Give an engine to Mr. Chalmers at once. Send the Comet through safely and without unnecessary delay. If you are unable to perform your duties, I shall hold you responsible.

In other words, caught between the Scylla of displeasing an influential politician and the Charybdis of sending a train and all its passengers into danger, he avoids making a decision and passes the buck downwards. The Vice-President of Operations then goes back home to sleep, and is unavailable for further queries.
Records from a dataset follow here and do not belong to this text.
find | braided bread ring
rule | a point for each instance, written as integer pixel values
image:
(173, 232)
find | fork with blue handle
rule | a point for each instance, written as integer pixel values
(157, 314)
The chapter goes on to describe how each person in the chain of command passes along an ambiguous written order to their subordinate, passing responsibility downwards - occasionally supplementing it with a less ambiguous but less verifiable spoken order - until a low-ranking night dispatcher decides to trust his superiors and send the train through. The engine gives out in the middle of the tunnel, all the passengers suffocate to death, and the train is then struck by an army train carrying explosives, destroying the tunnel entirely.

Things like bright lights and explicitly articulating arguments for things, feel safe and reassuring to me. They’re signs that people want to allow me to relax by demonstrating to me that the situation is safe. That someone’s minding the situation, or making it easy for me to do so. When people try to create environments that directly induce relaxation, not thinking so hard, letting one’s hair down, it feels to me as though they’re trying to build a world in which people send an unsuitable locomotive into an unsafe tunnel with inadequate ventilation and broken signals, because nobody could be bothered to wake up and make a decision. It feels like a dire threat to my physical safety.